Wednesday, June 1, 2011

Finding duplicate files in a dired buffer



picture by Donald MacLeod

This is a an example of programming emacs in emacs-lisp just to give an idea of what you can put together in an hour or two. I was looking at a dired buffer with a bunch of photos in, and some were the same photo that I'd downloaded twice. So I started thinking about writing a utility in emacs to automatically find and remove the duplicate files. In this post I'll just show the code for finding the files and display their filenames in a buffer.

I've put the source on google code.

After downloading you can load the source into emacs and call `eval-buffer', then open up a dired buffer to try it out. For this to be useful you need some duplicated files, so make some if you need to.

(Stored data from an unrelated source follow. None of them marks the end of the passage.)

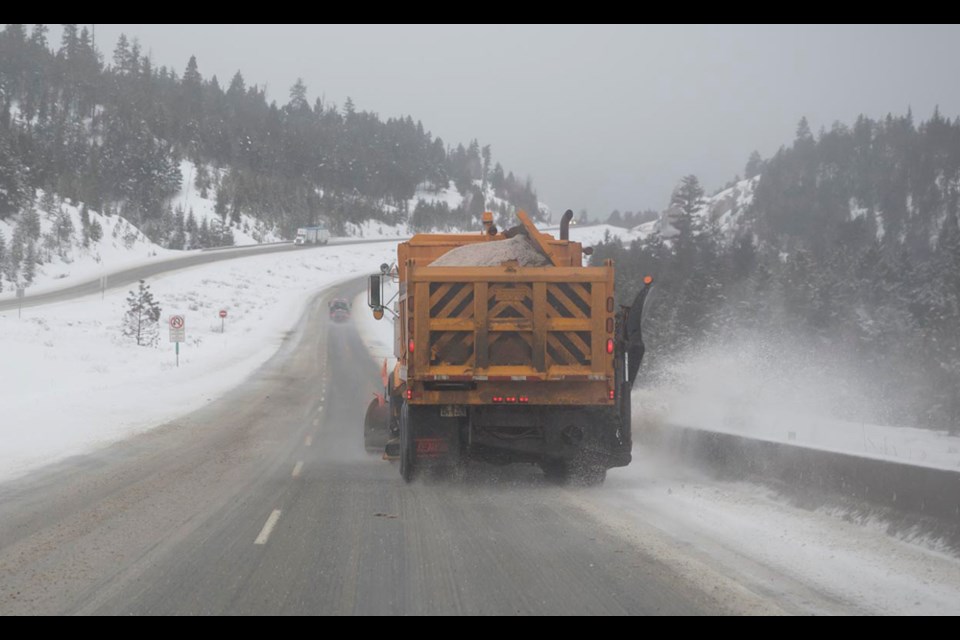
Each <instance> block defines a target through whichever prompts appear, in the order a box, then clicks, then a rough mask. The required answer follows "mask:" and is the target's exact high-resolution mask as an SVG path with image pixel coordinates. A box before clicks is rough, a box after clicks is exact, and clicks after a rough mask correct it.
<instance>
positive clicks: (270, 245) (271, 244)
mask: <svg viewBox="0 0 960 640" xmlns="http://www.w3.org/2000/svg"><path fill="white" fill-rule="evenodd" d="M402 239H403V238H400V240H402ZM397 240H398V238H387V239H372V240H363V239H358V240H351V239H343V238H335V239H333V240H331V241H330V245H327V246H315V245H311V246H304V245H301V246H297V245H294V244H293V243H290V242H284V243H278V244H267V245H254V246H250V247H226V248H224V249H219V250H215V251H214V250H198V251H189V252H186V255H184V256H179V257H176V258H171V259H160V260H157V261H155V262H148V263H144V264H142V265H138V266H136V267H131V268H129V269H124V270H122V271H116V272H114V273H109V274H104V275H106V276H107V290H108V291H109V290H111V289H116V288H119V287H126V286H129V285H130V284H131V283H134V282H137V281H138V280H141V279H147V278H150V277H152V276H155V275H158V274H160V273H166V272H169V271H173V270H176V269H184V268H187V267H195V266H198V265H201V264H208V263H210V262H217V261H220V260H234V259H236V258H246V257H250V256H254V255H261V254H267V253H276V252H280V251H309V250H317V249H320V250H322V249H327V248H329V247H333V246H341V245H353V244H370V243H376V242H397ZM377 266H379V265H374V268H373V271H376V267H377ZM28 291H29V289H28ZM99 292H100V279H99V278H97V279H96V280H88V281H86V282H80V283H77V284H73V285H68V286H65V287H62V288H57V289H53V290H49V291H44V292H43V293H37V294H35V295H28V296H25V297H24V298H23V299H21V300H17V299H16V298H12V299H11V298H9V297H7V299H5V300H0V311H6V310H9V309H16V308H18V307H24V308H27V307H33V306H36V305H41V304H49V303H51V302H63V301H64V300H72V299H74V298H79V297H81V296H86V295H91V294H95V293H99ZM8 293H9V292H8Z"/></svg>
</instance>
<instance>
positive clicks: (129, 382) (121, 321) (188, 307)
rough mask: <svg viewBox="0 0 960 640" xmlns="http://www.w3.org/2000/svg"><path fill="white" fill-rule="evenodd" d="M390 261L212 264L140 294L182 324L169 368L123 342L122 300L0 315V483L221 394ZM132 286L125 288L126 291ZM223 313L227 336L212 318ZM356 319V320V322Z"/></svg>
mask: <svg viewBox="0 0 960 640" xmlns="http://www.w3.org/2000/svg"><path fill="white" fill-rule="evenodd" d="M394 256H396V246H395V245H394V244H391V243H387V242H385V243H378V244H371V245H352V246H349V247H335V246H330V247H327V248H326V249H323V250H317V251H300V252H293V253H283V254H270V255H265V256H257V257H252V258H245V259H242V260H236V261H229V262H218V263H214V264H210V265H204V266H201V267H195V268H191V269H186V270H178V271H175V272H172V273H170V274H168V275H165V276H160V277H156V278H152V279H151V280H150V281H149V282H148V284H149V285H150V286H151V292H152V293H153V294H154V297H155V299H156V300H157V302H159V304H160V306H161V321H162V322H164V323H166V321H167V318H168V317H169V316H170V315H174V314H182V315H184V316H185V318H186V339H187V341H186V342H185V343H183V344H182V345H181V347H180V366H179V368H177V367H176V356H175V353H174V346H173V345H172V344H171V343H169V342H168V335H167V333H168V332H167V331H166V328H165V326H164V327H163V330H162V331H161V335H160V342H159V343H158V344H157V346H156V347H138V346H136V344H135V343H134V342H133V340H132V339H131V338H127V337H124V336H123V334H122V330H121V325H122V320H123V317H124V314H125V311H126V309H127V304H126V296H127V291H126V290H116V291H112V292H107V294H106V297H105V299H103V300H101V298H100V296H98V295H94V296H88V297H86V298H82V299H79V300H76V301H71V302H66V303H60V304H51V305H43V306H40V307H31V308H27V309H24V310H23V317H22V318H20V319H18V317H17V312H16V311H15V310H14V311H6V312H0V335H2V336H3V338H4V340H3V357H2V358H0V380H2V381H3V384H2V385H0V407H2V411H3V419H2V420H0V443H2V446H0V479H7V478H10V477H13V476H15V475H18V474H21V473H23V472H25V471H28V470H29V469H32V468H35V467H37V466H40V465H43V464H46V463H49V462H53V461H55V460H59V459H61V458H63V457H66V456H70V455H76V454H79V453H83V452H85V451H89V450H91V449H94V448H96V447H99V446H102V445H104V444H107V443H109V442H113V441H116V440H119V439H122V438H124V437H126V436H129V435H131V434H133V433H137V432H140V431H144V430H146V429H149V428H151V427H155V426H157V425H160V424H163V423H164V422H166V421H169V420H172V419H174V418H176V417H177V416H180V415H184V414H186V413H189V412H190V411H192V410H194V409H197V408H199V407H200V406H202V405H204V404H205V403H207V402H209V401H210V400H212V399H215V398H216V397H218V396H219V395H222V394H223V393H225V392H227V391H228V390H230V389H231V388H233V387H234V386H236V385H237V384H238V383H239V382H240V381H242V380H243V379H244V378H245V377H246V376H248V375H249V374H250V373H251V372H252V371H254V370H255V369H256V367H258V366H259V365H260V364H262V363H263V362H264V361H266V360H267V359H268V358H269V357H270V356H271V355H272V354H273V353H274V352H276V350H277V348H278V346H279V345H280V343H281V341H282V340H283V338H284V336H285V335H286V334H287V333H288V332H289V331H290V330H291V329H292V328H293V327H294V326H295V325H296V323H297V321H298V320H299V319H300V316H301V314H302V311H303V309H304V305H305V304H306V303H307V301H308V300H309V299H310V296H311V294H313V293H315V292H317V291H319V290H321V289H322V288H324V287H327V286H330V285H331V284H333V283H335V282H338V281H341V280H344V279H347V278H350V277H353V276H355V275H357V274H360V273H367V272H370V271H371V270H375V269H376V266H377V265H379V264H380V263H382V262H388V261H390V260H392V259H393V257H394ZM132 288H133V287H131V289H132ZM220 309H226V310H227V312H228V316H227V319H226V331H225V332H224V333H221V332H220V326H221V324H220V318H219V317H218V311H219V310H220ZM358 314H359V311H358Z"/></svg>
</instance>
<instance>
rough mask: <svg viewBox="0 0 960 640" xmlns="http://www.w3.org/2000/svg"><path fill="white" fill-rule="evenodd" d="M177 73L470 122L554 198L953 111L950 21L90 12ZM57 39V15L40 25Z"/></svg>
mask: <svg viewBox="0 0 960 640" xmlns="http://www.w3.org/2000/svg"><path fill="white" fill-rule="evenodd" d="M121 32H124V33H126V34H127V36H128V37H136V38H139V40H140V43H141V46H142V48H143V51H144V52H149V53H150V54H151V56H152V58H153V60H154V62H155V63H156V65H157V66H159V65H167V66H172V67H174V68H175V69H176V70H177V72H178V73H179V74H182V73H183V69H184V68H185V67H186V63H187V60H188V58H189V56H190V55H191V54H194V55H196V56H197V61H198V64H199V67H200V72H201V73H202V74H203V75H204V77H207V78H209V77H210V75H212V74H216V75H217V76H218V78H219V79H220V82H221V84H226V83H227V82H229V80H230V77H232V75H233V74H234V72H236V71H237V70H238V69H239V70H241V71H242V73H243V75H244V78H245V79H246V81H247V83H248V84H254V83H256V84H260V85H263V84H266V85H267V87H268V97H269V98H271V99H276V100H277V102H278V103H280V104H283V103H286V101H287V100H288V90H289V88H290V86H291V85H292V84H293V83H294V81H295V80H296V78H297V77H302V78H303V79H304V82H305V83H306V84H307V87H308V90H309V93H310V98H311V101H312V99H313V98H314V97H316V96H318V95H322V96H323V97H324V99H325V100H326V101H328V102H335V103H337V104H338V105H341V106H342V105H343V103H344V102H345V100H346V98H347V97H348V96H350V97H352V98H353V101H354V103H355V104H356V106H357V108H358V109H362V110H367V111H374V112H377V113H378V114H380V116H381V117H382V118H386V117H390V116H400V115H407V114H409V115H411V116H413V118H414V119H415V120H421V121H422V122H423V125H424V127H425V128H426V129H427V130H429V131H431V132H433V134H434V135H437V136H440V137H442V138H443V140H444V142H446V143H447V144H451V143H452V144H455V143H457V142H463V143H465V144H466V143H467V142H469V140H470V139H471V138H477V139H478V140H479V142H480V144H481V145H484V144H490V145H491V147H492V151H493V156H494V159H495V160H499V161H500V162H501V163H502V164H503V166H504V168H505V169H506V170H512V171H514V173H516V174H517V175H520V176H527V175H529V176H530V177H531V178H532V179H533V181H534V186H535V187H536V188H537V190H538V193H539V195H540V199H541V200H542V201H544V202H546V203H547V204H548V205H549V206H550V207H551V209H552V210H553V211H554V212H557V211H563V210H564V209H567V208H572V209H574V210H577V211H578V210H580V209H584V208H585V209H587V210H588V211H589V212H590V213H591V215H592V216H594V217H596V216H603V217H605V216H606V215H607V214H608V213H609V212H610V211H611V210H612V209H614V208H617V209H620V210H621V211H625V210H638V209H643V208H655V209H660V208H663V207H664V206H665V205H666V204H667V201H668V200H669V197H670V192H671V191H672V189H673V187H674V185H675V184H676V183H677V181H678V180H679V178H680V177H681V176H683V175H686V174H689V173H693V174H696V175H697V176H698V177H699V178H700V180H701V182H702V183H703V184H704V186H705V188H706V189H707V190H708V191H712V190H714V189H716V188H718V187H720V186H722V185H723V184H724V183H725V182H726V181H727V180H729V179H731V178H733V176H734V175H735V174H742V173H743V167H744V164H745V163H746V160H747V158H748V156H749V154H750V152H751V151H752V150H754V149H756V150H758V151H759V152H760V153H761V155H763V156H764V157H765V158H766V157H769V156H770V155H772V154H773V153H774V152H776V150H777V148H778V147H779V146H780V145H782V144H789V143H791V142H792V140H793V137H794V133H795V130H796V125H797V122H798V121H799V120H800V117H801V116H804V115H805V116H807V118H808V119H809V120H810V124H811V127H812V129H813V130H814V132H815V133H816V132H817V130H818V129H819V128H820V127H821V126H825V127H829V126H830V125H831V124H832V123H833V122H834V121H837V120H839V121H841V122H844V123H848V124H850V123H852V121H853V120H854V119H855V117H856V116H857V115H858V114H859V113H864V114H866V115H868V116H871V117H875V118H876V117H882V116H884V115H886V114H887V113H888V112H892V113H895V114H900V113H904V112H905V111H906V109H907V107H908V106H912V107H913V113H914V118H915V119H916V120H920V119H925V118H927V117H928V116H929V115H930V114H931V113H932V111H933V108H934V106H935V105H938V104H939V106H940V110H941V112H942V113H943V114H944V115H946V116H948V117H951V118H953V117H956V116H957V115H960V82H958V79H960V73H958V71H960V28H958V27H957V26H762V25H753V26H630V25H619V26H618V25H612V26H603V25H594V26H577V25H567V26H563V25H560V26H536V25H519V26H498V25H475V26H469V25H467V26H456V25H453V26H451V25H419V26H418V25H367V26H364V25H354V26H322V25H290V26H283V25H222V26H214V25H102V24H98V25H96V37H97V45H98V47H99V48H100V49H101V50H102V51H103V52H104V54H105V55H106V57H107V59H108V60H109V59H110V57H111V54H112V52H113V47H114V45H115V44H116V40H117V37H118V36H119V34H120V33H121ZM50 36H51V41H52V42H58V41H59V29H58V28H51V33H50Z"/></svg>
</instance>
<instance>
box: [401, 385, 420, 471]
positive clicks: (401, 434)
mask: <svg viewBox="0 0 960 640" xmlns="http://www.w3.org/2000/svg"><path fill="white" fill-rule="evenodd" d="M416 446H417V445H416V441H415V440H414V435H413V425H412V424H411V423H410V405H408V404H407V403H406V402H404V403H403V406H402V407H401V408H400V477H402V478H403V480H404V482H413V479H414V478H416V476H417V465H416V460H417V456H416Z"/></svg>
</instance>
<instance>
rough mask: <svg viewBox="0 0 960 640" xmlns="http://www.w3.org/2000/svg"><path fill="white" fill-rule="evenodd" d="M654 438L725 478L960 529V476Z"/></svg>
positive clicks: (750, 441) (652, 436) (818, 454)
mask: <svg viewBox="0 0 960 640" xmlns="http://www.w3.org/2000/svg"><path fill="white" fill-rule="evenodd" d="M655 433H656V434H657V435H655V436H653V435H651V434H650V433H649V432H646V433H645V430H641V431H640V432H639V433H637V434H636V437H637V438H638V440H639V441H641V442H643V441H646V442H648V443H650V444H653V445H655V446H658V447H661V448H664V449H666V450H668V451H671V452H673V453H675V454H677V455H679V456H680V457H682V458H684V459H688V460H692V461H694V462H696V463H697V465H698V466H704V467H707V468H711V469H713V470H715V471H717V472H719V473H721V474H722V475H723V476H725V477H735V478H738V479H746V478H750V477H756V478H762V479H767V480H776V481H778V482H779V483H782V484H783V485H785V486H788V487H798V486H802V487H810V488H814V489H819V490H822V491H827V492H830V493H833V494H838V495H841V496H843V497H847V498H854V499H857V500H862V501H864V502H867V503H871V504H875V505H882V506H885V507H890V508H893V509H895V510H897V511H906V512H911V513H916V514H920V515H923V516H928V517H933V518H937V519H940V520H943V521H945V522H950V523H953V524H954V526H956V527H960V470H958V471H950V470H946V469H934V468H930V467H919V466H914V465H910V464H904V463H902V462H893V461H890V460H878V459H873V458H863V457H859V456H855V455H850V454H845V453H836V452H833V451H823V450H820V449H810V448H806V447H801V446H797V445H791V444H785V443H779V442H769V441H765V440H753V439H751V438H746V437H743V436H736V435H732V434H727V433H716V432H712V431H702V430H700V429H692V428H688V427H680V426H674V425H670V426H667V427H663V428H662V429H659V430H656V432H655Z"/></svg>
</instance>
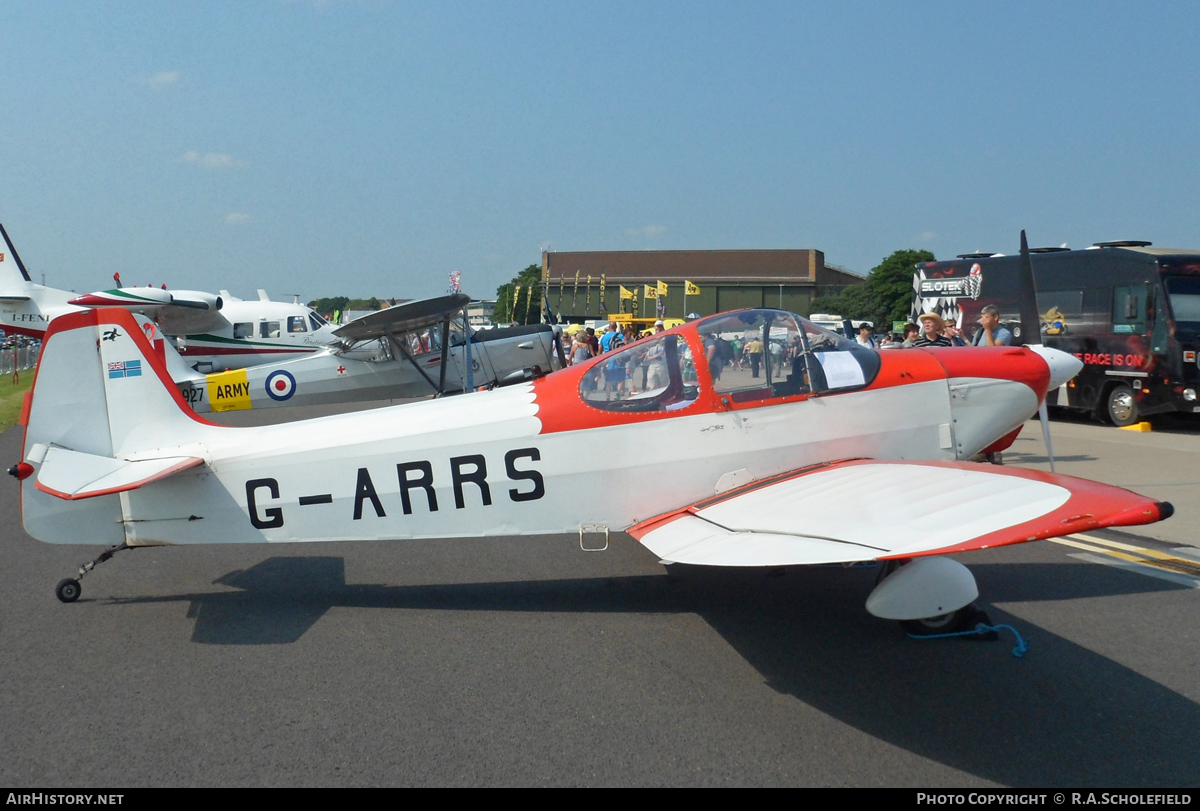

Mark the files you want to check for duplicates. For example to mark all jpg files you would type %m to mark files matching a regexp and type .*\.jpg

Now execute the command `dired-show-marked-duplicate-files' and after a short delay (in my test 80 jpg photos took about 5 seconds) you'll see a buffer called 'Duplicated files' which contains a list of the files which have the same contents.

Next steps for this little project will be to give you an interactive way to delete the duplicated files. I haven't decided quite how I'd like that to work, drop me an email if you have an idea. I've been thinking about perhaps resetting which files are marked so that only the duplicates are marked. At that point you can then hit R to move them to another spot, or delete them with x.

Now some comments about the code involved...

Most of the work is done in the function dired-show-marked-duplicate-files. First line " (interactive)" makes it an interactive function, meaning the user of emacs can invoke it.

"(if (eq major-mode 'dired-mode)" will check that we're in the right kind of buffer, because it makes no sense to run this in another mode.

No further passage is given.